Sampling large data sets (Part 2)

6 minute read

Sensors and samples
Recall that we had found a set of points that samples a cylindrical domain uniformly.
However, these points do not match the locations of our sensors and we will have to find the nearest sensor to each sample point.

This problem is a version of the Assignment Problem and an elegant way of proceeding is to use the Hungarian Algorithm. A clear description of the problem and the algorithm that is used to solve it can be found at http://www.math.harvard.edu/.

We have 50,000 sensors and 100 sample points. If we want to solve the assignment problem directly on our desktop, the memory requirement for the complete problem is around 23 Gb

  • more than the free memory available in most desktops. So we have to simplify the problem to suit the resources that we have available.
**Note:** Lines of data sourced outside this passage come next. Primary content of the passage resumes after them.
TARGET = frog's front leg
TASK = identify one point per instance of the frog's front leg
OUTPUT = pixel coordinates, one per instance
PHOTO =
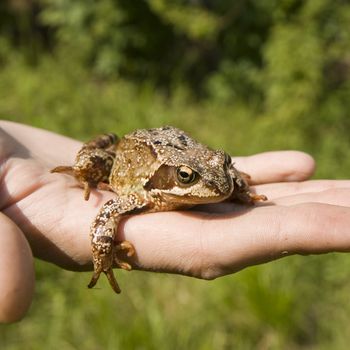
(93, 163)
(105, 249)
(242, 192)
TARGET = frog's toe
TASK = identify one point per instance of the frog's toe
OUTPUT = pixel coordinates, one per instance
(95, 277)
(123, 264)
(112, 281)
(127, 246)
(257, 197)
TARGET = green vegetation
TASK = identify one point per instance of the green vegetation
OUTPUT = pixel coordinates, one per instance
(246, 76)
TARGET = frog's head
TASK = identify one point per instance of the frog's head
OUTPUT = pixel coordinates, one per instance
(192, 176)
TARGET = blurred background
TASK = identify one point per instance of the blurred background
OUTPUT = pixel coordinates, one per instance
(246, 76)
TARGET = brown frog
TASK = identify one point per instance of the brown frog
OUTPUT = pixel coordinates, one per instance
(150, 170)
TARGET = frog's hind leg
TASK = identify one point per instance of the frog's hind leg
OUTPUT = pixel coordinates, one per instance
(93, 163)
(105, 249)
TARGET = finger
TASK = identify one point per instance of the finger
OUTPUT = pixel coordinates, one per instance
(276, 166)
(16, 272)
(277, 190)
(335, 196)
(208, 246)
(270, 233)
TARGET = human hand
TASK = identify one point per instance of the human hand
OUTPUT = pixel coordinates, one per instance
(50, 211)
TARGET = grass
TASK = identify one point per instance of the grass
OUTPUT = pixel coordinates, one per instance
(294, 303)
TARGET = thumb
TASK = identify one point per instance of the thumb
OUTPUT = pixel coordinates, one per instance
(16, 272)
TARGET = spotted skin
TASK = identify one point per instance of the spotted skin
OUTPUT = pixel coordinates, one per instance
(150, 170)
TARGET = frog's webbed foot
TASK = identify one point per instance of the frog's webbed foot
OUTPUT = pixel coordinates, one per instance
(93, 163)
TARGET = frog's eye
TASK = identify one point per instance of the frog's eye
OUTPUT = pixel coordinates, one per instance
(186, 175)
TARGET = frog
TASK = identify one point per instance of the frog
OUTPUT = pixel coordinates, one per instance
(150, 170)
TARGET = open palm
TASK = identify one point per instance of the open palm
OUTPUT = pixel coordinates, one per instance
(48, 211)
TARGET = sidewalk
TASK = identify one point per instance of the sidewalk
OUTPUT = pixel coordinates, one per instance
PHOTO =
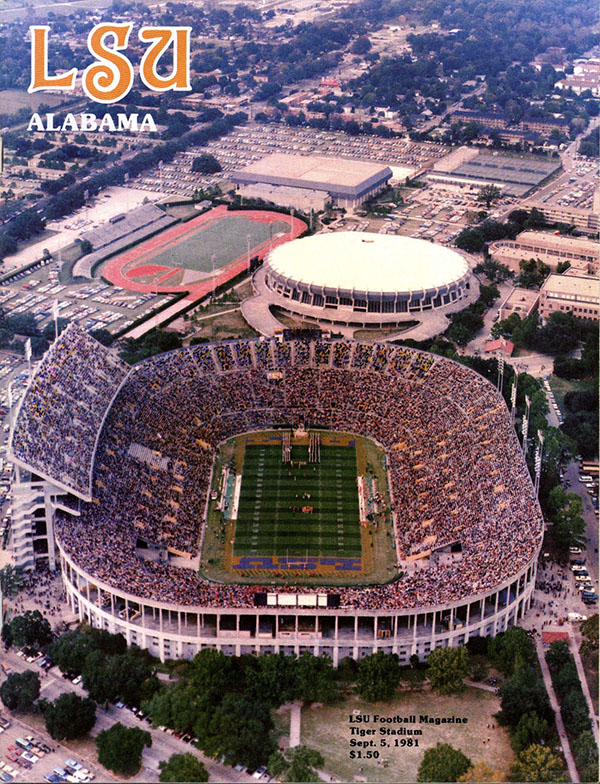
(564, 741)
(584, 687)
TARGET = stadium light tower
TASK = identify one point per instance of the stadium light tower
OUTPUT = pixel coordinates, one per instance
(538, 461)
(500, 360)
(513, 398)
(525, 424)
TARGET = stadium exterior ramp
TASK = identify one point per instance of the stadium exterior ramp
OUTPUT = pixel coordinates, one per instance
(54, 437)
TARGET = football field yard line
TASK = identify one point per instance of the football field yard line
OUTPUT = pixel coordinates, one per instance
(302, 509)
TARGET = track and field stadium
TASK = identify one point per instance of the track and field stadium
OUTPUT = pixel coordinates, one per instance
(202, 254)
(119, 485)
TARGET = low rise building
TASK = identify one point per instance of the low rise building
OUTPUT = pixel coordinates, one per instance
(550, 248)
(570, 294)
(520, 301)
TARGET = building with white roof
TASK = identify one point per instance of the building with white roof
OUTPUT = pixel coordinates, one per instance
(357, 278)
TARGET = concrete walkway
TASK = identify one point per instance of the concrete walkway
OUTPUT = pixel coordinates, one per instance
(295, 722)
(584, 687)
(482, 686)
(564, 741)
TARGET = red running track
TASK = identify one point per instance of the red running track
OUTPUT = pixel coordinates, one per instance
(114, 269)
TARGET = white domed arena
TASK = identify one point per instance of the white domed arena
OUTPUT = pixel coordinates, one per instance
(362, 279)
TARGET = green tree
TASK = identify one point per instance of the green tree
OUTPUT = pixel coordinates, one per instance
(523, 693)
(446, 669)
(378, 676)
(488, 194)
(315, 679)
(182, 767)
(120, 748)
(304, 764)
(512, 649)
(69, 716)
(11, 580)
(178, 707)
(272, 679)
(30, 629)
(559, 335)
(488, 294)
(71, 650)
(585, 751)
(558, 655)
(443, 763)
(20, 690)
(530, 729)
(238, 729)
(538, 763)
(589, 630)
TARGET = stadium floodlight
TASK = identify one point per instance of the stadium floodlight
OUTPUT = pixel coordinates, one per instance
(525, 424)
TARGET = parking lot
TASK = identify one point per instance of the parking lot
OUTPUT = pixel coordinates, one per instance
(252, 143)
(35, 757)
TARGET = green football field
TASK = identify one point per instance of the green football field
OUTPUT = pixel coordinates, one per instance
(270, 520)
(219, 243)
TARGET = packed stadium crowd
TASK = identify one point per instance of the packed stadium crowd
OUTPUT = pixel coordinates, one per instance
(457, 479)
(67, 400)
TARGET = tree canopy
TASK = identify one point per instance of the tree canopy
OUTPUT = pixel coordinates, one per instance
(446, 669)
(30, 629)
(378, 676)
(538, 763)
(120, 748)
(443, 763)
(69, 716)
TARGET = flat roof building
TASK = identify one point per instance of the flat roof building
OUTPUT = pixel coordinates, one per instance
(348, 183)
(570, 294)
(549, 248)
(520, 301)
(586, 221)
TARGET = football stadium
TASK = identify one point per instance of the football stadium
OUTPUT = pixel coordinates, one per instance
(361, 279)
(263, 447)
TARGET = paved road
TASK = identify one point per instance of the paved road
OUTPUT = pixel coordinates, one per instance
(564, 741)
(574, 648)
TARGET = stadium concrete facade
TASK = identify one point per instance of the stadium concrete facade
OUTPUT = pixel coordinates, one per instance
(362, 279)
(466, 563)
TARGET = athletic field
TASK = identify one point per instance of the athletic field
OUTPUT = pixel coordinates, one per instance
(310, 518)
(202, 254)
(298, 508)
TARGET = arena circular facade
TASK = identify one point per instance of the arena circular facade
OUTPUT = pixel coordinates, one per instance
(362, 278)
(467, 527)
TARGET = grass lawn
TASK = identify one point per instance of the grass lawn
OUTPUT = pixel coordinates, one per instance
(282, 533)
(218, 244)
(327, 729)
(273, 495)
(561, 386)
(224, 326)
(13, 100)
The R package fields has a method rdist for computing the Euclidean distance matrix. We first find the pairwise distances between the sensors and the samples

  # Install and load the fields library
  install.packages("fields")
  library("fields")

  # Get the Euclidean distance matrix 
  # between the sensors and the samples
  # 50,000 sensors and 100 samples
  distances <- rdist(inputData, sampleData)

Sensors and samples
Next we define a radius of support around each sample location and find the sensors in that region.

  # Find a sparser matrix based on a radius of support
  supportRadius <- max(rdist(inputData[1:1],inputData[4:4]))
  distanceFlags <- ifelse(distances < supportRadius, 0, 1)
  sparseIndices <- which(distanceFlags == 0, arr.ind=T)
  sparseInputData <- inputData[sparseIndices[,1]]
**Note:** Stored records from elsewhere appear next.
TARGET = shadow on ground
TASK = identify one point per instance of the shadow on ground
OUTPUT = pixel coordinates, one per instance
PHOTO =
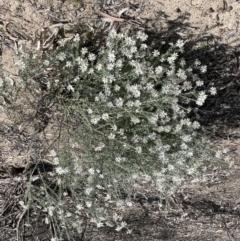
(210, 212)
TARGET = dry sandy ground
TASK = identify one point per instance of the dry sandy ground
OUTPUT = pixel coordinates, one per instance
(212, 211)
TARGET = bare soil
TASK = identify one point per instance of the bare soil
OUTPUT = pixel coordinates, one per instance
(210, 211)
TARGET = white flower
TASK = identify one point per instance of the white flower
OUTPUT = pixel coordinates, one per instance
(180, 43)
(55, 161)
(99, 67)
(52, 153)
(116, 88)
(70, 88)
(88, 204)
(119, 102)
(61, 171)
(142, 36)
(89, 111)
(91, 71)
(111, 56)
(201, 98)
(197, 62)
(110, 66)
(181, 74)
(153, 119)
(213, 91)
(195, 125)
(88, 191)
(119, 63)
(46, 62)
(50, 210)
(129, 41)
(143, 46)
(68, 64)
(111, 136)
(99, 147)
(91, 57)
(76, 38)
(137, 103)
(203, 69)
(61, 56)
(199, 83)
(135, 120)
(156, 53)
(158, 70)
(105, 116)
(95, 120)
(84, 50)
(133, 49)
(112, 34)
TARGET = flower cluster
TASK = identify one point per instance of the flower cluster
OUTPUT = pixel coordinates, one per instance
(126, 108)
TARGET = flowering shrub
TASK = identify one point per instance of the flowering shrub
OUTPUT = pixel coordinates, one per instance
(124, 121)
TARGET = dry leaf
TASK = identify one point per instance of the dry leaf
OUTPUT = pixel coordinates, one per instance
(105, 15)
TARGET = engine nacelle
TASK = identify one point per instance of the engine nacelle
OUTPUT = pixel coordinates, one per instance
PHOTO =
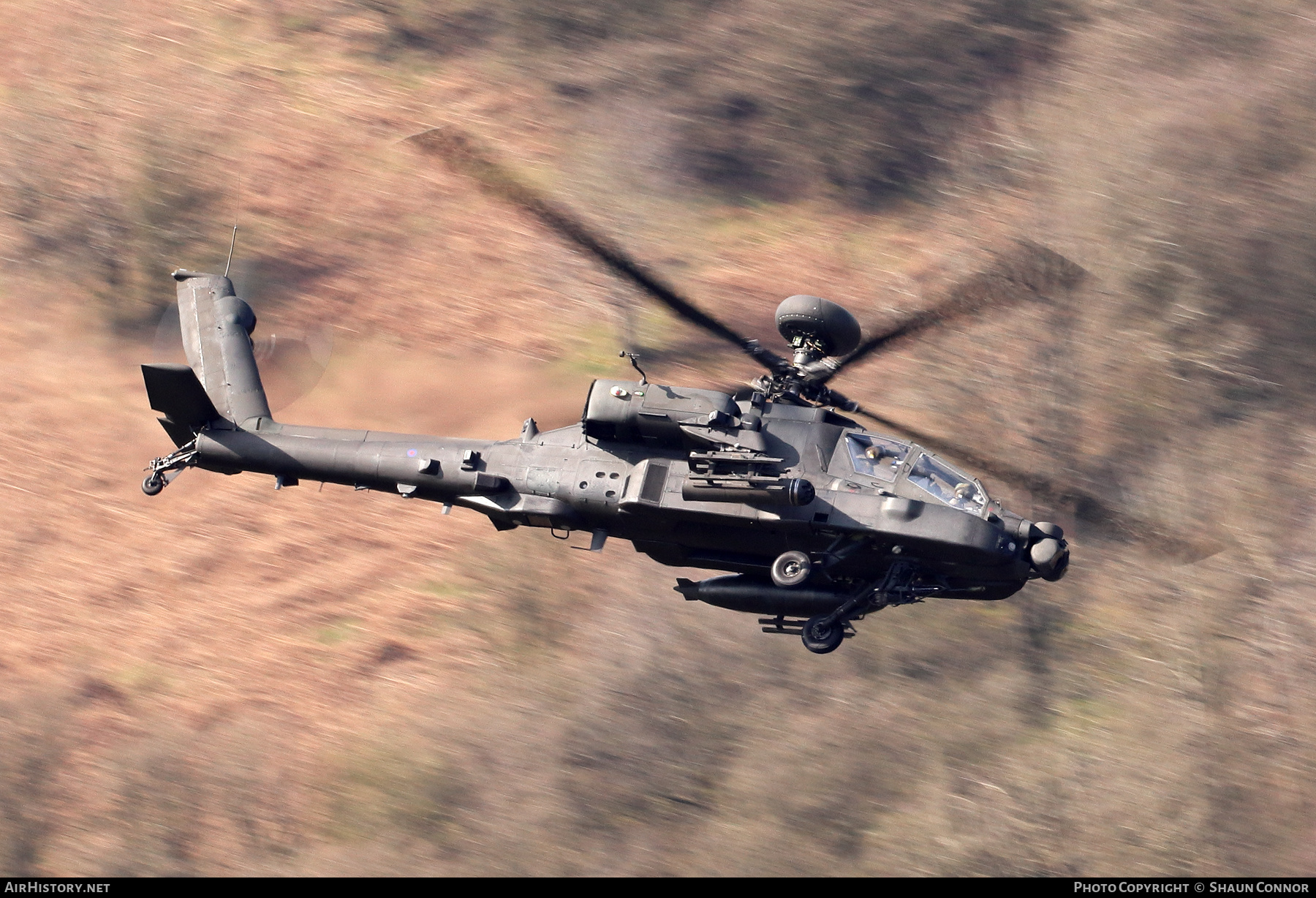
(628, 411)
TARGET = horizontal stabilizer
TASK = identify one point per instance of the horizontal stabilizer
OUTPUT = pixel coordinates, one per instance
(175, 391)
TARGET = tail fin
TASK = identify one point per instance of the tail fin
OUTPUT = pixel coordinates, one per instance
(217, 340)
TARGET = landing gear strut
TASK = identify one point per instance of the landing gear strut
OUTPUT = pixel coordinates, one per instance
(822, 633)
(791, 569)
(164, 470)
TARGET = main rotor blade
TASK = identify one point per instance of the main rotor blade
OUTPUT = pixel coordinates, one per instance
(1092, 510)
(462, 153)
(1028, 269)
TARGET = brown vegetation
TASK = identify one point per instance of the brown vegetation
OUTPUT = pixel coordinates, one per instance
(233, 680)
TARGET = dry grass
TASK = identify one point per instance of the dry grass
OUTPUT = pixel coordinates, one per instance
(233, 680)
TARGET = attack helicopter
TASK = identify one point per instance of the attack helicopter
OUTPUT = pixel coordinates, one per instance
(815, 521)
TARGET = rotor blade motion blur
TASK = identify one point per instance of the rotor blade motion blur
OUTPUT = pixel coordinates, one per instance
(1028, 269)
(461, 151)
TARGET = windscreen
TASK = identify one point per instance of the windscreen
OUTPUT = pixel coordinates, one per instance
(948, 485)
(878, 457)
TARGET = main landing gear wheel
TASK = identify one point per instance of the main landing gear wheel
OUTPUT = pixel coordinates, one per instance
(820, 636)
(791, 569)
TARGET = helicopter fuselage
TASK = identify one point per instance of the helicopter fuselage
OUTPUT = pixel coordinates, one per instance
(811, 514)
(697, 495)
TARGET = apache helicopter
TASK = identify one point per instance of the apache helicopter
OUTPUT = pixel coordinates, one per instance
(817, 521)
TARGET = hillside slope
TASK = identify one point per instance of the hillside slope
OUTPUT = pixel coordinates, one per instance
(233, 680)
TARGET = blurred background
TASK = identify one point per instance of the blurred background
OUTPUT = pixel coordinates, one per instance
(227, 680)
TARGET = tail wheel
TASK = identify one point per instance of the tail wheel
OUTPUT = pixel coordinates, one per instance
(791, 569)
(822, 636)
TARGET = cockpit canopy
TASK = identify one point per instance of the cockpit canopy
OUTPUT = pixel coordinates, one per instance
(885, 459)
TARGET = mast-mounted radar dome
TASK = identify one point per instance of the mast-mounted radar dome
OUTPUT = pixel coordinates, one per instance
(816, 324)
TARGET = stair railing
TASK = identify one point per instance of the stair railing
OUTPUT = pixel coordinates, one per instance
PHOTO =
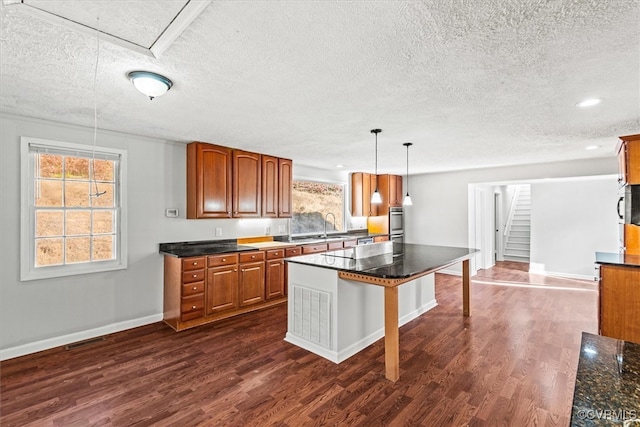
(512, 210)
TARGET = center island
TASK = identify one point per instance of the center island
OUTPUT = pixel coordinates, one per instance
(338, 305)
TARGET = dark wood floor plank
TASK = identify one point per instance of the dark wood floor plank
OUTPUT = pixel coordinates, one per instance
(513, 362)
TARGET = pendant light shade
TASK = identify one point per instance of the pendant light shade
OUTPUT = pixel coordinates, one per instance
(376, 199)
(151, 84)
(407, 198)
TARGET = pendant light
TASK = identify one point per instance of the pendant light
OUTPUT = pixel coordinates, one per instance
(376, 199)
(407, 199)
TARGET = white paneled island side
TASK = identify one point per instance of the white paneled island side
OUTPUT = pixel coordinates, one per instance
(338, 305)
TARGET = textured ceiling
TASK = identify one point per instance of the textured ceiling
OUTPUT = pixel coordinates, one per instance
(470, 83)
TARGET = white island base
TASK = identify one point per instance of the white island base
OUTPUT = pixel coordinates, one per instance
(336, 318)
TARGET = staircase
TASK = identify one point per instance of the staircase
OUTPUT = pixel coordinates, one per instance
(518, 229)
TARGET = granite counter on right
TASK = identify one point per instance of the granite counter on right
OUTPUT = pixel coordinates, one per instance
(619, 295)
(607, 390)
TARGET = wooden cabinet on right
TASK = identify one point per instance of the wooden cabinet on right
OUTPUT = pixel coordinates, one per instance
(390, 187)
(362, 186)
(277, 182)
(629, 159)
(251, 278)
(620, 302)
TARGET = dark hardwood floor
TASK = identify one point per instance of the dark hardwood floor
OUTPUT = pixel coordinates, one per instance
(512, 363)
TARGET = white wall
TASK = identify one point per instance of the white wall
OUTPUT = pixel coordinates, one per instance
(440, 211)
(570, 221)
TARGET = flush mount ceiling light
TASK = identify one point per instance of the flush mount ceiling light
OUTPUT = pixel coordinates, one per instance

This procedure gives us the sensor locations (in red) that we care about. Now we can recompute a much smaller distance matrix and apply the Hungarian algorithm to find which sensors are closest to our sample points.

Sensors and samples
The clue package in R provides us with the required tools to solve the Linear Sum Assignment Problem and the computation is direct:

# Find the distances between the input data and the sample data
distancesSparse <- rdist(sparseInputData, sampleData)

# Use Hungarian algorithm to minimize pairwise Euclidean norm
sol <- solve_LSAP(t(distancesSparse))


The sample sensors can now be identified from the output of the assignment algorithm and use in our training exercise.

If the training set is a large fraction of the total number of sensors (typically 80%-90%), the approach that we have used becomes inefficient and other sampling techniques may be preferred. We will talk about some of of these in the next part of this series.